だが、対する樹は至極真面目な面持ちだった。
「まだ事が起きてないうちに『そのうち人喰いが始まる』と伝えても、理解はしてもらえないだろう。一応説明はするつもりだったが、受け入れられないようであれば拘束して連れていく予定だった」
「ホント、冗談みたい」
何から何まで、現実離れした現実だ。
がっくりと明日菜は肩を落としたけれど、そんな彼女に樹はあまり時間を与えてはくれなかった。
「博士は遺伝子に変異を持つ者を『変異者』、持たない者――共食いを始めた者を『新生者』と呼んでいる。彼によれば、これは世代交代のようなものなのだそうだ」
「世代交代……」
「ああ。一つの種があまりに繁栄し過ぎないように、その種だけがいつまでも栄え続けないように、あるところまで来たら一新されるようにプログラムされているのだ、と、そう言っていた」
「じゃあ、あたしら、死んだ方がいいんじゃないの?」
は、と乾いた嗤いと共にそう呟いた明日菜の腕が、不意にガシリと掴まれた。
「生きている限りは生きるのが、生物としての礼儀だ」
「え?」
それまで底なし沼のように穏やかだった樹の目が、強い光を放って明日菜を見据えている。

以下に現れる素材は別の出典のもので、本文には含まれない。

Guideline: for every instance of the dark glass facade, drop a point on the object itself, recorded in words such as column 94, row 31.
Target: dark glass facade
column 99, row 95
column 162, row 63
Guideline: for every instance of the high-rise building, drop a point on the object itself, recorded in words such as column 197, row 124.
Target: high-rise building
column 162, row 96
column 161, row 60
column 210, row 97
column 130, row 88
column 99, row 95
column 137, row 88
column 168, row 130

「君はまだ、生きている。ならば生きなければならない」
「何よそれ。だって、もう皆いないし、世界だってこんなだし、生きてたって仕方ないじゃん。死ぬことになってるんだったら、そうするしかないじゃん」
彼を睨み付けながらそう言った途端、明日菜の頭の中にぼんやりとしていた『未来予想図』が実感を伴ってこみ上げてくる。それはもう単なる『予想』に過ぎなくて、決して手に入らないのだという、実感を伴って。
まだはっきりと何になりたいか決まっているわけではないけれど、大学には行ってみたいと思っていた。バイトだってしたことがないし、友達同士での旅行だって、計画していた。文化祭や体育祭だって楽しみだった。
「死んだ方が、マシだよ」
絞るような声を吐き出した明日菜に、樹の手に力がこもる。それは、指先がしびれてくるほどの力で。

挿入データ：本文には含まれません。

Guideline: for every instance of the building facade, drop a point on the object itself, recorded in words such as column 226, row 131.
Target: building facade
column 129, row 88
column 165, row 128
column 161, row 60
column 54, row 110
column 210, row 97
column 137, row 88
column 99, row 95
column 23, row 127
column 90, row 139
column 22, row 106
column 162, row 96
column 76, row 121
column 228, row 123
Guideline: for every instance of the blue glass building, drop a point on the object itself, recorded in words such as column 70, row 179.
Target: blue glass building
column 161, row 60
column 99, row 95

「そうかもしれない。だが、それでも、君は生きる。俺が守っている限りは、死なせない」
宣言した彼の眼差しには、突き刺さりそうなほどの強さがあった。
「なんで、そんなに……」
ただ、命じられたからというだけでここまで真剣になるものだろうか。
何が樹をこれほどまでに駆り立てるのかが判らず、明日菜は戸惑いと共に彼を見つめた。
束の間二人の視線が絡み、先に樹が目を逸らす。取り立てて不自然な動きではなかったのに、何故か明日菜は『逃げられた』と感じた。
「――とにかく、今日は休んで明日にはここを出る。長く留まるほど動きにくくなる」
そう言うと、彼はバックパックを漁り、そこから腕時計のような何かを取り出した。明日菜の腕を取り、それをはめる。
「これを常に持っていてくれ。GPSで君の居場所が判る。それと、そのスウィッチを押すと俺の人工内耳に信号が伝わるから、万が一俺が傍にいないときに何かあった時にはすぐに押すんだ」
「人工内耳? 耳が悪いの?」
「……昔、怪我をした。俺は少し出てくるから、できるだけ静かにしていろ。ベランダは塞いである。彼らには扉を開ける知恵はない。玄関からこの部屋に侵入してくることはないと思うが、念のために俺が出たらドアは全部閉めてクローゼットの中に隠れていろ」
一方的に指示を残し、衣擦れの音もほとんど立てずに立ち上がった彼は明日菜に声をかける猶予も与えず部屋を出ていってしまった。
しんと静まり返った部屋で、明日菜はブルリと身を震わす。
これほどの静寂は久し振りで、まるで、世界で自分一人しか存在していないような気がしてくる。
(ううん。もしかしたら、そうなるのかもしれないんだ)
ふと明日菜は、自分があの大柄な男に早く戻ってきて欲しいと思っていることに気が付く。出会って数時間の相手を、いつしか心の拠り所としていることに。
「そんなこと、ないし」
呟いて、彼女は樹に言われたことをしに、ベッドを下りた。